- Born: 8 February 1970 (age 56) Darlington, County Durham, England
- Occupations: TV presenter, musician, producer, Managing Director
- Children: 2

= Glenn Hugill =

British television presenter, actor, and producer

Alwyn Glenn Hugill (born 8 February 1970) is an English television presenter, actor and producer. He is best known for playing policeman Alan McKenna in Coronation Street during the 1990s, presenting The Mole, and was the executive producer and Banker during the Channel 4 era of Deal or No Deal.

Hugill was previously managing director of the independent TV production company Possessed which became one of the most successful production companies in the UK. In early 2023, he sold Possessed to ITV and became chief creative officer of Wheelhouse, the media company founded by Jimmy Kimmel, where he then created the Netflix show Million Dollar Secret.

==Early life==
Hugill grew up in Barnard Castle and was educated at the independent Barnard Castle School and Christ Church, Oxford.
In 1980, as a ten-year-old schoolboy, he scored a 207 in a national IQ test designed for under 16s. It was the highest recorded result in the country. Local newspaper The Northern Echo then reported he took another test designed for adults and recorded a result of 177, the highest score the test was capable of registering.

At senior school, he developed an interest in music, film and television alongside classmate and lifelong friend Giles Deacon, now a major fashion designer. In interview, Deacon has recalled re Hugill "We both didn't really like the town we lived in and used to go and look at all the record covers in HMV in Newcastle; that was sort of an initial portal to other things that we didn't really know about. This when we were both about thirteen! That led onto an interest in music scenes, like Joy Division and early New Order, and various other bands".

==Career==
Hugill began his career as an actor and director, becoming known for his time as Alan McKenna in Coronation Street.

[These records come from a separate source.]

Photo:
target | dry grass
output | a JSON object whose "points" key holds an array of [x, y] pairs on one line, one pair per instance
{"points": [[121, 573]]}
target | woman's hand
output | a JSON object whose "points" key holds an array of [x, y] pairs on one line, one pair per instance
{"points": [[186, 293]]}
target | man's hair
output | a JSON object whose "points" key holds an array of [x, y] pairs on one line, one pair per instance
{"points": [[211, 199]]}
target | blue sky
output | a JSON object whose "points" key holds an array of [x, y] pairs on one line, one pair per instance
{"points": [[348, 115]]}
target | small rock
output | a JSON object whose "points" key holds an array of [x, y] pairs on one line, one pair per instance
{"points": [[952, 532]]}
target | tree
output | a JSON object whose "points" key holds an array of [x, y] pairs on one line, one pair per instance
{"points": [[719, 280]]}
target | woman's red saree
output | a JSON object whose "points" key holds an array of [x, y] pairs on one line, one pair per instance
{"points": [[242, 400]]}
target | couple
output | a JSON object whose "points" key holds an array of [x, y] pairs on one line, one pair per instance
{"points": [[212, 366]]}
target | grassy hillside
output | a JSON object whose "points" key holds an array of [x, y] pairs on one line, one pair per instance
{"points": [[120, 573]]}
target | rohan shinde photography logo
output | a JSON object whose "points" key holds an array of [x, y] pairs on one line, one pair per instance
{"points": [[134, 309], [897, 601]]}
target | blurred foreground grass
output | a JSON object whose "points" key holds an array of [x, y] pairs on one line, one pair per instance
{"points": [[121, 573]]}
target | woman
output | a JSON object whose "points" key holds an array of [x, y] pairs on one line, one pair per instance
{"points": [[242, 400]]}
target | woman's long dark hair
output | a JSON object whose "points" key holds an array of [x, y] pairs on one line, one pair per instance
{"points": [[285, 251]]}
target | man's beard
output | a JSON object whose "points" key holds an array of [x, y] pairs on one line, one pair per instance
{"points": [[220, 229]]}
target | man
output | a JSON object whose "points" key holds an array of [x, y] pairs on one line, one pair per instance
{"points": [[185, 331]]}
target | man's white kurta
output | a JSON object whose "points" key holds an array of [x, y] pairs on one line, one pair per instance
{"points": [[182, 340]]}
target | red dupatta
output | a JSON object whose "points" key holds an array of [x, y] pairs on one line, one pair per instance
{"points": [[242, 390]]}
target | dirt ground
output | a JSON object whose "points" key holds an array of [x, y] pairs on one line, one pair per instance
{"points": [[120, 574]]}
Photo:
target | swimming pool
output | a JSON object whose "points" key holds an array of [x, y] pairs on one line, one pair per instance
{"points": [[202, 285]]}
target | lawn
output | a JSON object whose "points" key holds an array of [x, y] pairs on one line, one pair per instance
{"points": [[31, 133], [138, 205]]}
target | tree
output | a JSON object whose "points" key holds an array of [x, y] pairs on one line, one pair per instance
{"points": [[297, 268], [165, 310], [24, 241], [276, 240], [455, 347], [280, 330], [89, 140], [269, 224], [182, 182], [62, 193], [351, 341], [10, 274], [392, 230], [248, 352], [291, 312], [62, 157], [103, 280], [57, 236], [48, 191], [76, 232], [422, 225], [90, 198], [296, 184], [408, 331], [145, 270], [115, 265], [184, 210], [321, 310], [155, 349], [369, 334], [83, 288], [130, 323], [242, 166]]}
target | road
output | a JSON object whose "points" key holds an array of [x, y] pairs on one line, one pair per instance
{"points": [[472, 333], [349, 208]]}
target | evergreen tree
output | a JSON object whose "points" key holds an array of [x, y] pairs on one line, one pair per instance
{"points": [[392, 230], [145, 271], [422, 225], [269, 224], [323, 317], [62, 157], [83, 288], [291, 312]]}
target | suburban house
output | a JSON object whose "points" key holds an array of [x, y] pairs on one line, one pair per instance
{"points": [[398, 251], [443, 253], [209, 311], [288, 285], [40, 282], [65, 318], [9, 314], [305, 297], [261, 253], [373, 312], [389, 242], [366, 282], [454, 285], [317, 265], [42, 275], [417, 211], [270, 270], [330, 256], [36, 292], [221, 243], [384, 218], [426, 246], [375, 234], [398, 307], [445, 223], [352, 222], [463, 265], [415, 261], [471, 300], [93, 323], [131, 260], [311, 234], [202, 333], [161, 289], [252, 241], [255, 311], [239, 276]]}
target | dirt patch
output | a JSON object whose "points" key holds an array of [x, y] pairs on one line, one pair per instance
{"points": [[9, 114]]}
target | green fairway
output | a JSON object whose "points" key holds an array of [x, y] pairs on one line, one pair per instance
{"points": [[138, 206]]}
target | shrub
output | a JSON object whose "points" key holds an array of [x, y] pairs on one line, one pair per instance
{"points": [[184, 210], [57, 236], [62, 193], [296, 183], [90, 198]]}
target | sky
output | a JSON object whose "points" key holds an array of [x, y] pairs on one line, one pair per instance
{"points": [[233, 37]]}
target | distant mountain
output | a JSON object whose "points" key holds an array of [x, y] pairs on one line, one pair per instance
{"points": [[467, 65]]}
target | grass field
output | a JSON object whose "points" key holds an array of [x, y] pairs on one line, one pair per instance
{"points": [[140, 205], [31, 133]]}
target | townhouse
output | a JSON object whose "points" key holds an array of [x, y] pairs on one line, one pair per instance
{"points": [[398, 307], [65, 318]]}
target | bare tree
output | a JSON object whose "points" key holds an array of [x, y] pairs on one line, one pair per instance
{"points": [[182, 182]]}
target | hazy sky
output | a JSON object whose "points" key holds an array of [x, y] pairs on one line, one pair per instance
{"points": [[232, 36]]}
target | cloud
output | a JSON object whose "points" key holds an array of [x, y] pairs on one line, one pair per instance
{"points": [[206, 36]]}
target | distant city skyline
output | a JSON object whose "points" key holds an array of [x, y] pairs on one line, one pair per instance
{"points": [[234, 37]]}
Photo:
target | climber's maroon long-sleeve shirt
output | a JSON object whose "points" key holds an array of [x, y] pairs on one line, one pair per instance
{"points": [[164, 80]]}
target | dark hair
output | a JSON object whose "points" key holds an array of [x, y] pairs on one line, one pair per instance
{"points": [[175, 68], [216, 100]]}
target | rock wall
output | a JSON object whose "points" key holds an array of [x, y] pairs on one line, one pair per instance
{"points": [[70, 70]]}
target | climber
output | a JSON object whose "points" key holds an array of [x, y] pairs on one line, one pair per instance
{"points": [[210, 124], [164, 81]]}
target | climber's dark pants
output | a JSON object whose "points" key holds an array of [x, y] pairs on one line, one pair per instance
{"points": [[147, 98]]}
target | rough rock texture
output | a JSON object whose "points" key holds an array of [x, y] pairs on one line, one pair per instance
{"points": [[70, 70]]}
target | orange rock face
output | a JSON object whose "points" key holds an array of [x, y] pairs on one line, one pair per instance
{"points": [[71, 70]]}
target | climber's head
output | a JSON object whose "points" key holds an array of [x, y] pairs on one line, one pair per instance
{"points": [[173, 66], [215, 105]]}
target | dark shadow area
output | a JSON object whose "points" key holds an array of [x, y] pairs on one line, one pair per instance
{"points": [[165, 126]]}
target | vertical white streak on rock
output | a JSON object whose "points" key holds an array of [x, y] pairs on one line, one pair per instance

Hugill also worked as a voice artist, appearing in numerous adverts and on the stunt series Mission Implausible on Sky One presented by Jason Plato and Tania Zaetta, The Whole 19 Yards on ITV1, and the Charlie Brooker series How TV Ruined Your Life and Screenwipe.

Hugill presented the UK version of The Mole and was the executive producer of Channel 4 game show Deal or No Deal. In 2015 Richard Osman suggested that he was also the mysterious Banker on the show, and this claim was further endorsed by Stephen Mulhern during an appearance on This Morning later that year but was only officially confirmed in 2025. He has produced or created many other game shows such as Playing It Straight, Beauty and the Geek, Cash Cab, Pointless, Two Tribes, Pick Me!, Divided, and most recently 5 Gold Rings, Moneyball, Unbeatable and Sitting on a Fortune.

He is also a writer with credits including the Deal or No Deal annual, the series Beauty and the Geek for Channel 4, Sky TV's Hollywood Autopsy and the reality crime series Texas S.W.A.T. in the USA.

In 2014, Hugill founded Possessed, a television production company. He has gone on to produce shows such as Cash Trapped, hosted by Bradley Walsh, and 5 Gold Rings, hosted by Phillip Schofield. The company won a Rose D'Or in 2016 for Best Gameshow of the year for Pick Me!. They were nominated again for Best Gameshow in 2018 for 5 Gold Rings. In the autumn of 2021, Possessed had two prime time gameshows on air at the weekends on ITV - Moneyball and Sitting On A Fortune. They have two BBC gameshows in Catchpoint and Unbeatable.

After joining Wheelhouse he created a number of hit formats including Million Dollar Secret for Netflix, Got To Get Out for Hulu, Last Bite Hotel for Food Network and Celebrity Puzzling for Channel 5 in the UK".

==Personal life==
Hugill is married and has two children.

Hugill is a fervent supporter of Sunderland AFC.